Fragmented accounts of the shipwreck survived, which included directions to a massive hoard on Inca gold. The goodies and the baddies both got wind of the hoard and the race was on.

As in all Cussler's books, adventures abound with Pitt beating impossible odds only to seemingly lose out of the prize at the very last moment. Of  course, there are 'good triumphs over evil' tales and in the conclusion the baddies are undone and the goodies emerge triumphant.

Maybe its reading two Dirk Pitt stories back to back but suddenly I found a feeling of deja vu. In the dying episodes of the tale Pitt is to be found being washed into an underground river 100kn from its entrance at the  coast - a seemingly impossible journey. But  this is Dirk Pitt we are talking about and the hero never dies.

Pitt emerged from a subterranean river two days later, bruised and battered, sucking the last mouthful from his oxygen cylinder and making it to the surface by the thinnest of margins.

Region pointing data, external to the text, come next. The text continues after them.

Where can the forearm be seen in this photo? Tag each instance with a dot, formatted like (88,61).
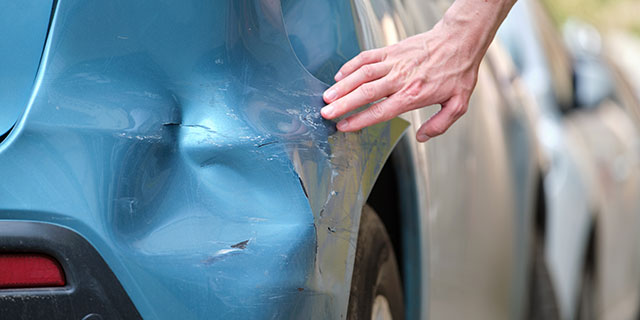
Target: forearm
(476,23)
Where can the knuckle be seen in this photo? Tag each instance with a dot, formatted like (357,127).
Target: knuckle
(368,91)
(377,112)
(459,110)
(367,71)
(414,89)
(438,129)
(364,56)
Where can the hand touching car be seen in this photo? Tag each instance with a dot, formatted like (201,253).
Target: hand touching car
(436,67)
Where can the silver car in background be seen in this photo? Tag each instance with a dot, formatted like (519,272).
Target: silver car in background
(588,132)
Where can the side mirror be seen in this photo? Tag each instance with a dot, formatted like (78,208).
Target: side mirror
(591,75)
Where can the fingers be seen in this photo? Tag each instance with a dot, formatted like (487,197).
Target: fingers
(366,73)
(364,94)
(365,57)
(451,111)
(376,113)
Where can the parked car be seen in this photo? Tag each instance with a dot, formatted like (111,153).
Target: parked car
(588,131)
(169,161)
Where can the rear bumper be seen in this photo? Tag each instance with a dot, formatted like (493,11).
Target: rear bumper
(91,286)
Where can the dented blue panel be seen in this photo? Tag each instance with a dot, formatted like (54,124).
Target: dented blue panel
(183,140)
(23,29)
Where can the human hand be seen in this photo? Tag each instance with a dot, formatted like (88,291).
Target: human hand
(436,67)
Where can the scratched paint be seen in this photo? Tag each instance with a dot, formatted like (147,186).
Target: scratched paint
(184,141)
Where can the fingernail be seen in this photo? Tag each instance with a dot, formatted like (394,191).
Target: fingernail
(330,94)
(423,137)
(343,125)
(327,111)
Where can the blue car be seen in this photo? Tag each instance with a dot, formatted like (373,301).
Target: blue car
(168,160)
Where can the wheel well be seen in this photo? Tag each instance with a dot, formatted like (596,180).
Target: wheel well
(395,198)
(385,200)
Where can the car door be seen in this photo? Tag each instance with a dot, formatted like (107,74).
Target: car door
(477,182)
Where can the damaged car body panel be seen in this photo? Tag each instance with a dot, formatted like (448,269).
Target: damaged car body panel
(193,157)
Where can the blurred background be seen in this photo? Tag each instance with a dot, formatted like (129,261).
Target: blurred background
(617,21)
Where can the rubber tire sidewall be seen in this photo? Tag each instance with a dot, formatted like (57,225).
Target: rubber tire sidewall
(375,270)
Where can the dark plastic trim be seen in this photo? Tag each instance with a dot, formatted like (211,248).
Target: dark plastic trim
(92,290)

He saves the day, gets the girl and lives on to plunge headlong into Cusslers next money spinning book.

Do I sound jealous? Of course I am. Oh to have such a enduring hero, one which the boy scout in us longs to emulate and one which pulls a faithful readership back time and time again.

In some ways its a remake of Dragon with different locations - but so what! Another good tale which kept the pages turning for at least three days of ill health.